CDIP buoy

 

Coastal Resources

Coastal Data Aid Rescue Workers

Scripps currently operates the Coastal Data Information Program (CDIP) to analyze coastal environmental data for use by engineers, scientists, mariners, and beachgoers. The network includes wave and in some cases, wind and current gauging stations at more than 80 locations across the United States. The information is updated several times daily, and analyzed data are automatically sent to a National Weather Service computer to aid in marine weather advisories and surf forecasts. CDIP information aided search efforts following the 2000 crash of Alaska Airlines Flight 261 off southern California, when CDIP researchers developed a web site exclusively for rescue workers. It displayed predictions of wave height and frequency at the crash site, information critical for coordinating the search.

Economic Benefits of Environmental Monitoring

Scripps researchers have been conducting studies of the southern California coastal environment for more than three decades. Such long-term observations of natural communities are valuable in a variety of applications, including evaluating the effects of sewage outfalls. This research contributed to Environmental Protection Agency approval of San Diego's use of advanced primary treatment, saving taxpayers billions of dollars. This illustrates the importance of objective scientific analyses of large data sets as a basis for policy decisions.

Oil Spill Cleanup

Scientists in the Integrative Oceanography Division (IOD) at Scripps have provided near real-time ocean current information to help officials clean up offshore oil spills. Researchers have provided data taken from buoys near oil spills, which monitor ocean currents and temperature and are part of ongoing studies in the Santa Barbara Channel and Santa Maria Basin.

Beach Creation and Erosion

A team of scientists from IOD participated in the largest coastal experiment ever undertaken to study waves and wave-driven circulation and beach erosion. The project, at Duck, North Carolina, involved investigators from 16 universities and government agencies. The research will advance fundamental understanding of the forces that create and destroy beaches. The damming of rivers and shoreline construction have led to coastal erosion, with a loss of homes and damage to the beach environment. Most of the world's population lives near a coastline and coastal communities spend tens of millions of dollars to restore beaches for recreation and tourism.

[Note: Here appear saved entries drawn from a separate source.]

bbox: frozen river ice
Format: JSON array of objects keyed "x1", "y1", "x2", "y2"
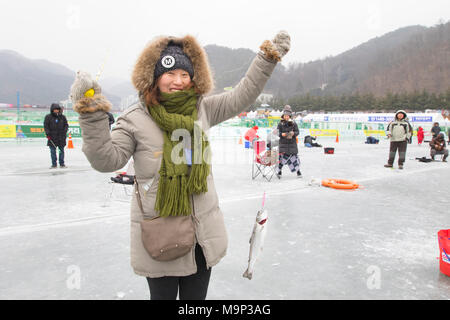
[{"x1": 0, "y1": 135, "x2": 449, "y2": 299}]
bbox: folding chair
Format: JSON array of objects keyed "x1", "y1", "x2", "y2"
[{"x1": 252, "y1": 140, "x2": 279, "y2": 182}]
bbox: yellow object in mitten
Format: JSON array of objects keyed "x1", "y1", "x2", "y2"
[{"x1": 84, "y1": 89, "x2": 95, "y2": 98}]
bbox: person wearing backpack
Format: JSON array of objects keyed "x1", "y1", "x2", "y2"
[{"x1": 384, "y1": 110, "x2": 412, "y2": 169}]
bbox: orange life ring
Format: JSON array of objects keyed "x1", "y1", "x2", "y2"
[{"x1": 322, "y1": 179, "x2": 359, "y2": 190}]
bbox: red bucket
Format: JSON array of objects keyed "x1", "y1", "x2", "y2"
[{"x1": 438, "y1": 230, "x2": 450, "y2": 276}]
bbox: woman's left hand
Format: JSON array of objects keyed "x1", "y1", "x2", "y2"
[
  {"x1": 260, "y1": 30, "x2": 290, "y2": 62},
  {"x1": 272, "y1": 30, "x2": 290, "y2": 59}
]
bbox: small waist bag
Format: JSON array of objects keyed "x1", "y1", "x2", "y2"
[{"x1": 135, "y1": 179, "x2": 195, "y2": 262}]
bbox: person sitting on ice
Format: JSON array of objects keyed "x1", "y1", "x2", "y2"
[
  {"x1": 304, "y1": 135, "x2": 321, "y2": 147},
  {"x1": 276, "y1": 105, "x2": 302, "y2": 178},
  {"x1": 429, "y1": 133, "x2": 448, "y2": 162},
  {"x1": 365, "y1": 136, "x2": 379, "y2": 144}
]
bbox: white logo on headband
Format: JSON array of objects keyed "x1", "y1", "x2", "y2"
[{"x1": 161, "y1": 55, "x2": 176, "y2": 69}]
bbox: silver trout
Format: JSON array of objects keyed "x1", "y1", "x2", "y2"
[{"x1": 243, "y1": 207, "x2": 268, "y2": 280}]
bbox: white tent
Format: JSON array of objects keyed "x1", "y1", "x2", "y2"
[
  {"x1": 302, "y1": 112, "x2": 445, "y2": 126},
  {"x1": 246, "y1": 111, "x2": 257, "y2": 119}
]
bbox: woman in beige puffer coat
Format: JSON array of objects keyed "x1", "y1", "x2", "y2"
[{"x1": 69, "y1": 31, "x2": 290, "y2": 300}]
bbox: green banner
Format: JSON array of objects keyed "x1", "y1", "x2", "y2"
[{"x1": 14, "y1": 125, "x2": 82, "y2": 138}]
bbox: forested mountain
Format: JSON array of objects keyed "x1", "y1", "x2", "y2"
[
  {"x1": 0, "y1": 21, "x2": 448, "y2": 111},
  {"x1": 206, "y1": 22, "x2": 450, "y2": 100}
]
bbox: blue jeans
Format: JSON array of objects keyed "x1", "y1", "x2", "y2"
[{"x1": 49, "y1": 145, "x2": 65, "y2": 166}]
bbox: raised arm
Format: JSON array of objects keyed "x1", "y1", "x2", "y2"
[
  {"x1": 202, "y1": 31, "x2": 290, "y2": 127},
  {"x1": 70, "y1": 71, "x2": 135, "y2": 172}
]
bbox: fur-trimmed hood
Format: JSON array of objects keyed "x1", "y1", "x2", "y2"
[{"x1": 132, "y1": 35, "x2": 214, "y2": 95}]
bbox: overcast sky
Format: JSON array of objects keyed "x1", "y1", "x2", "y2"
[{"x1": 0, "y1": 0, "x2": 449, "y2": 81}]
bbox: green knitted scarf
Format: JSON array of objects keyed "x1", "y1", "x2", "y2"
[{"x1": 147, "y1": 88, "x2": 210, "y2": 217}]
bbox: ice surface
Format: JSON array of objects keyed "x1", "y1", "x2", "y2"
[{"x1": 0, "y1": 135, "x2": 449, "y2": 299}]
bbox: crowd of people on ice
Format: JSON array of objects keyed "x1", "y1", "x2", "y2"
[{"x1": 244, "y1": 108, "x2": 449, "y2": 177}]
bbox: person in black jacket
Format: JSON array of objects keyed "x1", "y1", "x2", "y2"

Restoring Coastal Wetlands

Scripps researchers are studying coastal wetlands in the United States and Mexico to better understand how to preserve and restore this important resource. Today, California has less than 10 percent of its original wetlands acreage. Despite a federal policy of no net loss, significant degradation of quality and losses of wetlands acreage continue. Many coastal wetlands restoration projects are planned for California in the coming decade. However, those few restoration projects already carried out have had only limited success. Using newly created salt marshes in Mission Bay and in the Tijuana estuary, Scripps scientists are trying to learn how to make wetlands restoration projects more successful in general, and how to expand the area of functional tidal wetlands in southern California.

Marine Reserves

Marine reserves conserve threatened habitats and species and protect stocks of fishes and other animals in fished areas. Scripps scientists are working to design marine reserves using scientific information about ecological processes that are critical to these species. Such processes include reproduction, egg and larvae dispersal by currents, and nurseries. Scripps researchers use a diverse array of techniques to investigate these processes in places such as California, the Gulf of California in Mexico, the Mediterranean Sea, and the Caribbean Sea.

Investigating Reef Fishes

Scripps researchers are studying the complex life cycles of reef fishes. While these fishes may spend their adult and juvenile lives on reefs, they begin their larval phase in the open ocean. Many larvae spend weeks to months swimming or being transported by currents. The location of many species during this time is unclear. After this period, larvae "settle" on the reef and become juvenile fishes. These investigations include collecting juvenile fishes and tracing their dispersal history by analyzing their chemical composition. This is a process of paramount importance to fisheries management and the design of marine reserves.

Nearshore Oceanography

The importance of the innermost mile of ocean is increasingly being recognized. Researchers at Scripps are active in studying the movement of water, the distribution of plankton and larvae, the distribution of suspended sediment, and the distribution of pollutants. Scripps researchers have worked to understand the flushing of bays nearshore waters that offer shelter and other attractions for the development of modern cities such as San Francisco and San Diego. Bay-ocean exchange is critical in the life cycle and population ecology of many marine organisms and central to conservation issues in bays and lagoons.